Interestingly the macOS one is not very accurate. I took a screenshot of your comment and macOS OCR read the "cmd+shift+4" as "cod+shift+4".
The thing is, if the linked app is using Apple's Vision API, it will perform the same.
Good point. From the list of supported languages [1] it looks like it is in fact using the Vision API in fast mode (as accurate mode seems to support more languages).

[1] https://www.textcapture.app/#faq

I wonder why that is? Could it mean that Apple trained their ocr tool to favor nontechnical text. Meaning the tool determined that “cod” was more likely than “cmd”

Interestingly, iOS corrected “cmd” to “cod” when I first typed it out.

It correctly OCR'd it for me.
I disabled that function because it gives the false illusion that docs and images can be saved with text and then will be indexable and searchable in the Finder and other apps; they are not. When I open a PDF, I need to know that it has native text actually saved in the file. If it doesn't, then I will OCR it so it is for sure indexable and searchable.
I have been using this one for quite a while, it works well for me:

https://github.com/schappim/macOCR

(I'd say my number one use is snagging urls out of Zoom presentations, quicker and easier than a screenshot)

Agreed.
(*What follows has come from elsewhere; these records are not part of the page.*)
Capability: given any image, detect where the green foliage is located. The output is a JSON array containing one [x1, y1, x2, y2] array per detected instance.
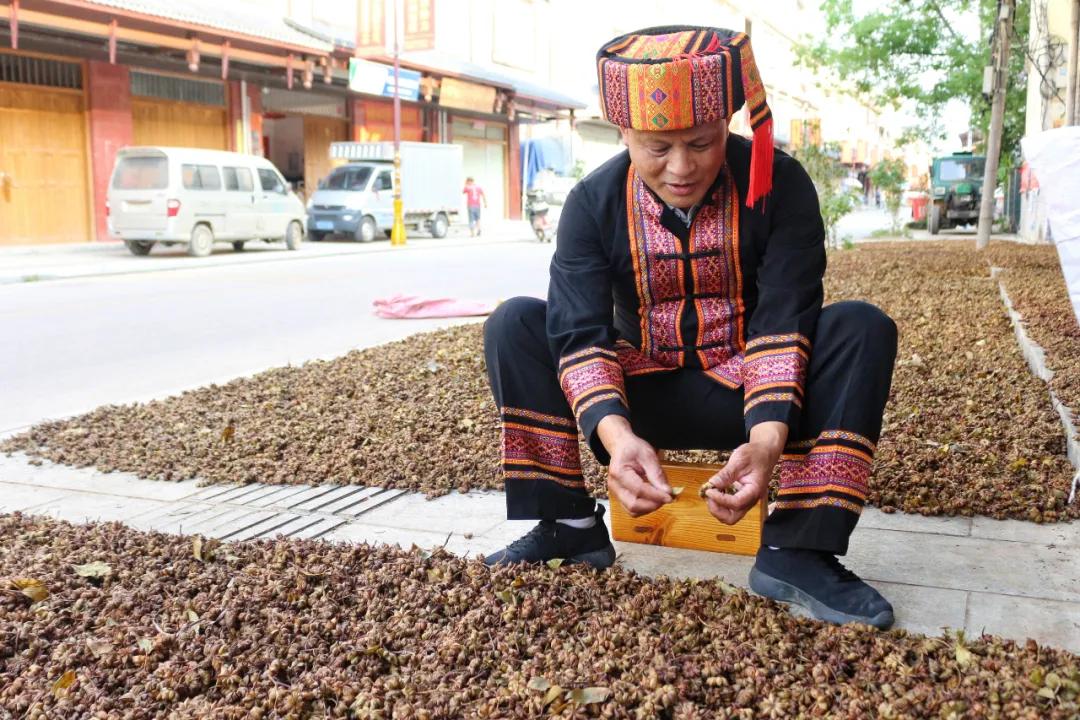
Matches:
[[798, 0, 1029, 168], [795, 145, 855, 247], [870, 159, 905, 232]]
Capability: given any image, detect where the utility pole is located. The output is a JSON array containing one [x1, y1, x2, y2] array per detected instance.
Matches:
[[975, 0, 1015, 250], [390, 0, 405, 246], [1065, 0, 1080, 125]]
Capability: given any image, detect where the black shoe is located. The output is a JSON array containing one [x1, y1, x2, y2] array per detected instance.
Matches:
[[750, 546, 893, 630], [484, 505, 615, 570]]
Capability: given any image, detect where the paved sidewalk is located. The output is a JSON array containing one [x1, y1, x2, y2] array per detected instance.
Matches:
[[0, 220, 537, 285], [0, 456, 1080, 652]]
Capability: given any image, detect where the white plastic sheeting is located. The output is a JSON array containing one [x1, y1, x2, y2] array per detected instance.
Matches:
[[1022, 125, 1080, 322]]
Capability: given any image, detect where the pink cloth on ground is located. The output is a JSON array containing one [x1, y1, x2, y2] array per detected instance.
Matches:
[[374, 295, 498, 320]]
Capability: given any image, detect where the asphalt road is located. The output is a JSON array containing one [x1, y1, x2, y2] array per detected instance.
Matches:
[[0, 242, 553, 433]]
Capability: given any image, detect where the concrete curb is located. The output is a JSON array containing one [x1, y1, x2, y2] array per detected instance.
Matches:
[[990, 266, 1080, 503], [0, 237, 537, 285]]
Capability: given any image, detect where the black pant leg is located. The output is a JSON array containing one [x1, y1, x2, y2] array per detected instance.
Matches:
[[762, 301, 896, 555], [484, 298, 596, 520]]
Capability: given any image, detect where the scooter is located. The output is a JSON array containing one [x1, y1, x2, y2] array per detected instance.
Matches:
[[525, 190, 555, 243]]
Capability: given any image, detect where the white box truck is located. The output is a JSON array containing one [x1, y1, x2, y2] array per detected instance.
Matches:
[[308, 142, 464, 243]]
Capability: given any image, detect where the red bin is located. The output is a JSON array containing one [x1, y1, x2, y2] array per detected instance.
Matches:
[[912, 195, 930, 221]]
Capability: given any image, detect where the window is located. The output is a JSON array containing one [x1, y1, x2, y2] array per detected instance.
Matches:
[[221, 167, 253, 192], [259, 168, 285, 193], [323, 165, 372, 190], [112, 155, 168, 190], [180, 165, 221, 190]]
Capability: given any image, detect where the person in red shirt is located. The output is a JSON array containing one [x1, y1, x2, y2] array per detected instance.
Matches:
[[461, 177, 487, 237]]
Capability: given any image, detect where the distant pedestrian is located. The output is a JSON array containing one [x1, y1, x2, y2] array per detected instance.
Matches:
[[461, 177, 487, 237]]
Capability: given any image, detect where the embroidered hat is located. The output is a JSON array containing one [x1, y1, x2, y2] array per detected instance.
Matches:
[[596, 25, 773, 206]]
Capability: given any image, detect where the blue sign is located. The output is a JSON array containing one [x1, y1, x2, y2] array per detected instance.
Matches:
[[349, 57, 420, 101]]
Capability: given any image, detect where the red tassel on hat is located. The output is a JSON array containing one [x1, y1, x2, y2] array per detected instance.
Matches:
[[746, 116, 773, 208]]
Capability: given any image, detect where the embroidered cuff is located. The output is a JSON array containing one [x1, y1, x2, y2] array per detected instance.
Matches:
[[558, 348, 630, 424], [742, 332, 810, 430]]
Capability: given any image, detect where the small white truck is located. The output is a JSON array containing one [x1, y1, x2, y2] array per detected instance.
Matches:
[[308, 142, 464, 243]]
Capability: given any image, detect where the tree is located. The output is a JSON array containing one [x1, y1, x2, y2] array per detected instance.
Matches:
[[870, 159, 906, 232], [798, 0, 1029, 172], [795, 145, 855, 247]]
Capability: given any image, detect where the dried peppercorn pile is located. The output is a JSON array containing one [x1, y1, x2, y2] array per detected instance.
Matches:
[[0, 242, 1080, 521], [0, 514, 1080, 720]]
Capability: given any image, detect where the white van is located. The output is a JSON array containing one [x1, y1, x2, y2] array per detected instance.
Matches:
[[108, 147, 307, 257]]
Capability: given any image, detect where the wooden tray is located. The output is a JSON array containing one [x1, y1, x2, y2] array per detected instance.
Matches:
[[611, 462, 768, 555]]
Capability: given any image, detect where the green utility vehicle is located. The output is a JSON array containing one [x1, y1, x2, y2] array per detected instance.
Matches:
[[927, 152, 986, 235]]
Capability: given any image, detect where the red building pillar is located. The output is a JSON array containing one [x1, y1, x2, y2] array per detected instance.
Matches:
[[226, 80, 262, 155], [349, 98, 364, 142], [86, 60, 134, 241], [247, 84, 266, 155]]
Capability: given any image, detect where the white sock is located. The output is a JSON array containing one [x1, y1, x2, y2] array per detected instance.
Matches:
[[555, 515, 596, 530]]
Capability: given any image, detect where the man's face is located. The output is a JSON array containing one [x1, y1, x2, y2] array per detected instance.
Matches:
[[622, 120, 728, 209]]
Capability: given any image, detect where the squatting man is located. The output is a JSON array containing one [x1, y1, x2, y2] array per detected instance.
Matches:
[[484, 26, 896, 628]]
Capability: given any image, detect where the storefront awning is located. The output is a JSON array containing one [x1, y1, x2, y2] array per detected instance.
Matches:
[[391, 51, 586, 110], [22, 0, 334, 55]]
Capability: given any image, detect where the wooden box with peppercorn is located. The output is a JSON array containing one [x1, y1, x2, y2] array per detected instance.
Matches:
[[611, 462, 768, 555]]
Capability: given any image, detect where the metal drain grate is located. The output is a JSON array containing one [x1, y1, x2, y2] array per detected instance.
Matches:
[[133, 484, 406, 541]]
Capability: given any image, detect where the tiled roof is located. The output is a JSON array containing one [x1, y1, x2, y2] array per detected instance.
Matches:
[[89, 0, 334, 53]]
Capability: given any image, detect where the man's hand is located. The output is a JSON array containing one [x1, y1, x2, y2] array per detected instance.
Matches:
[[597, 416, 675, 517], [705, 422, 787, 525]]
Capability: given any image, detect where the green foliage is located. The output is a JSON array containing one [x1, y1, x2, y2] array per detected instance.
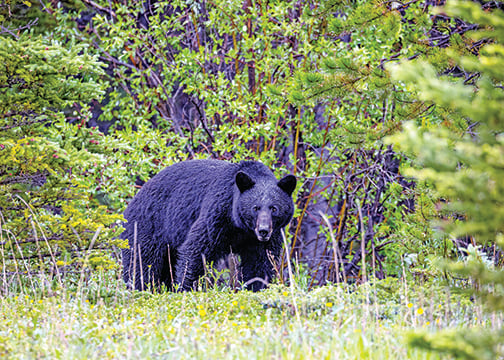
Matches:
[[0, 271, 492, 360], [389, 2, 504, 359], [0, 31, 121, 272]]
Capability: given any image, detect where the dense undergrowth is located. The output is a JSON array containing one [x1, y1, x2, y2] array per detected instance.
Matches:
[[0, 272, 503, 359], [0, 0, 504, 360]]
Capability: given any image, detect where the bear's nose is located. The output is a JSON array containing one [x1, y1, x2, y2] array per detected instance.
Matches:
[[259, 229, 269, 238]]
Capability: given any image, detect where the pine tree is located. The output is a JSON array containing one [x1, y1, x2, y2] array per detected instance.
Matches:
[[389, 1, 504, 359], [0, 14, 119, 286]]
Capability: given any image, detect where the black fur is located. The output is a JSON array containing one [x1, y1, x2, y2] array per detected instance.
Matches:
[[121, 160, 296, 291]]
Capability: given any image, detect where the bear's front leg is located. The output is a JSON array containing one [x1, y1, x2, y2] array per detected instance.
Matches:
[[175, 220, 215, 291], [240, 246, 280, 292]]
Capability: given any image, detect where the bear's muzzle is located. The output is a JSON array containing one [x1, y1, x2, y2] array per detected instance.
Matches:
[[254, 210, 273, 241]]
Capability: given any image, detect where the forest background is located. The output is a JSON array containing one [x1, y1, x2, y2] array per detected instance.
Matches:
[[0, 0, 504, 359]]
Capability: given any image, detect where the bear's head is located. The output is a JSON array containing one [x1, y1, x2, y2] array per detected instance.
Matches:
[[233, 171, 296, 241]]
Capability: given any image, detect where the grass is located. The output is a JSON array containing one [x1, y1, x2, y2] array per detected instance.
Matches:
[[0, 274, 496, 359]]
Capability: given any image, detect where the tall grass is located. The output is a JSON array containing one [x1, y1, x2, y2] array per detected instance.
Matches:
[[0, 214, 503, 360], [0, 262, 503, 359]]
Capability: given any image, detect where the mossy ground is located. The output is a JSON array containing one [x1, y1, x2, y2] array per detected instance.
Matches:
[[0, 277, 496, 359]]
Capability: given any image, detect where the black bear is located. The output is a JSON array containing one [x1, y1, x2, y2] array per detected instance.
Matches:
[[121, 160, 296, 291]]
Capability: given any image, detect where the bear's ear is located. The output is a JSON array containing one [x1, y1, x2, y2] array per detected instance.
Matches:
[[278, 175, 296, 196], [235, 171, 255, 192]]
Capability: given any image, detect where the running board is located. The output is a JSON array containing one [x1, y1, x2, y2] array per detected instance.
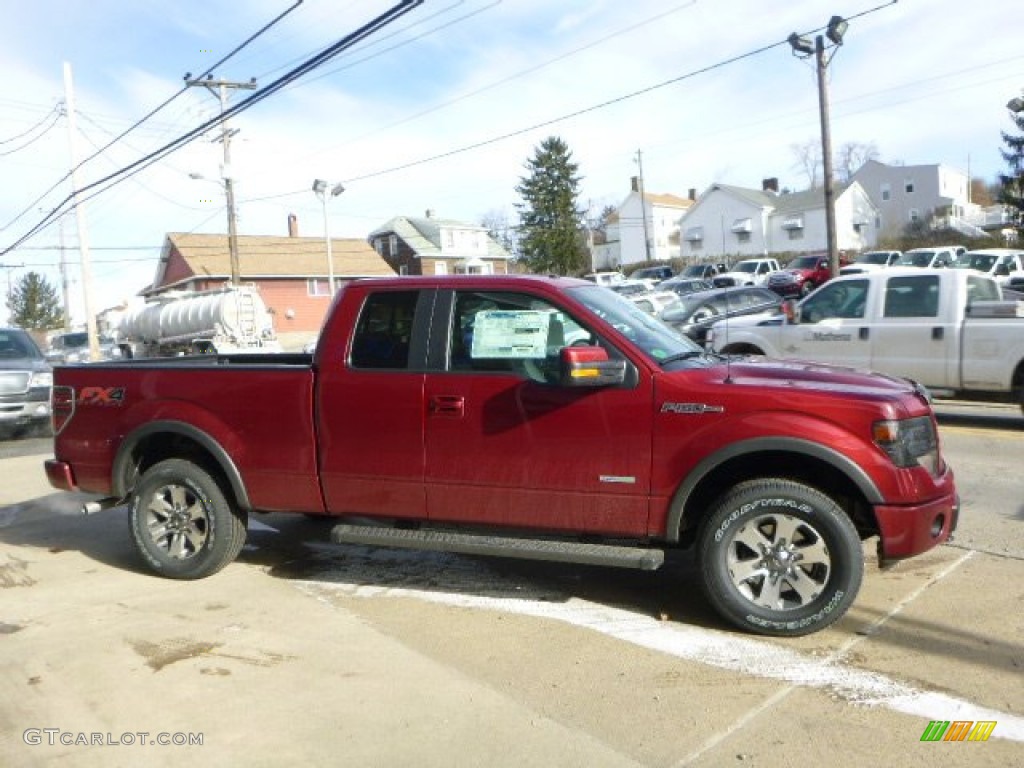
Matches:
[[331, 523, 665, 570]]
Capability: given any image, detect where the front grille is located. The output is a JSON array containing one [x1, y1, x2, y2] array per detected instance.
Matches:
[[0, 371, 32, 394]]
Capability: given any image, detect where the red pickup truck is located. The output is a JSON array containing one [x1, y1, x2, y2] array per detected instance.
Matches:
[[46, 275, 958, 635]]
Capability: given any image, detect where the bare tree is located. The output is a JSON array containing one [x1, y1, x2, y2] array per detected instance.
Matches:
[[790, 139, 821, 189], [836, 141, 879, 181]]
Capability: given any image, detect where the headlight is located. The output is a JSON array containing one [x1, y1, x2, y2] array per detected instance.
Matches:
[[872, 416, 939, 476]]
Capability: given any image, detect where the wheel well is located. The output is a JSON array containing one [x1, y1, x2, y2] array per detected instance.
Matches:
[[121, 432, 241, 508], [679, 451, 879, 546], [1010, 360, 1024, 409]]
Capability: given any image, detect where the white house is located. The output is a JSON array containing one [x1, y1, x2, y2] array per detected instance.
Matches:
[[851, 160, 1008, 238], [680, 178, 879, 261], [592, 176, 696, 269]]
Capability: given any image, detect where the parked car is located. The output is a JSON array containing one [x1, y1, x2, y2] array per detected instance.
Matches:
[[657, 275, 715, 296], [678, 264, 728, 280], [952, 248, 1024, 286], [46, 331, 121, 366], [630, 264, 676, 283], [0, 328, 53, 436], [712, 259, 781, 288], [608, 278, 656, 296], [660, 286, 784, 346], [764, 253, 850, 298], [583, 272, 626, 286], [839, 251, 903, 274], [893, 246, 956, 269], [629, 291, 679, 317]]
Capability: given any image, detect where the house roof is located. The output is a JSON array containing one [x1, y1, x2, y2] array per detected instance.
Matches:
[[154, 232, 394, 287], [643, 193, 693, 208], [712, 184, 850, 214], [369, 216, 512, 259]]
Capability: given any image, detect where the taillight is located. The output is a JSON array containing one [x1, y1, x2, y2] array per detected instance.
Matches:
[[50, 386, 75, 434]]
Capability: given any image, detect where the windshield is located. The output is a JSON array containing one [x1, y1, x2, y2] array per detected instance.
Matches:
[[952, 251, 998, 272], [896, 251, 935, 266], [568, 286, 703, 362], [788, 256, 821, 269], [855, 251, 889, 264]]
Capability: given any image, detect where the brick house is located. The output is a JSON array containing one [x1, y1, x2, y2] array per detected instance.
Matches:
[[368, 211, 512, 274], [149, 225, 394, 342]]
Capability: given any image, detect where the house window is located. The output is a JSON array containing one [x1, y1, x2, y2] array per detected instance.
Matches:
[[306, 278, 331, 296]]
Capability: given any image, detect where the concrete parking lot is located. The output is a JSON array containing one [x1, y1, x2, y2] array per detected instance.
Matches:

But I do wonder if this product provides a better enough UX to be worth it’s current price. In my case, it doesn’t support the languages I use so I’ll be sticking with the default Mac feature.
I've been doing this for a while and find that the OCR performance is fantastic.
Works for images in Preview and even in Safari too. Super handy.
You can even search for text in images in Safari. I was dumbfounded the first time I searched for some text in a page and Safari found it in an image on the page.
Works in Photos.app for searching for text in your photo albums too.

macOS OCR behavior extends to most similar things in iOS too.

Which makes Photos.app a surprisingly good recipe book.
Also as a rolodex. I just take pictures of business cards and you can long press to OCR the phone number and dial from that immediately with no need to even create contact entries unless it becomes a repeat relationship, and if you do, you can usually insta-create the contact card in full with just a long press on the image.
The moment I realized this was now a table-stakes feature for a GUI OS, for me, was when I’d been reading and copy-pasting from an image for a couple minutes before realizing it wasn’t a PDF.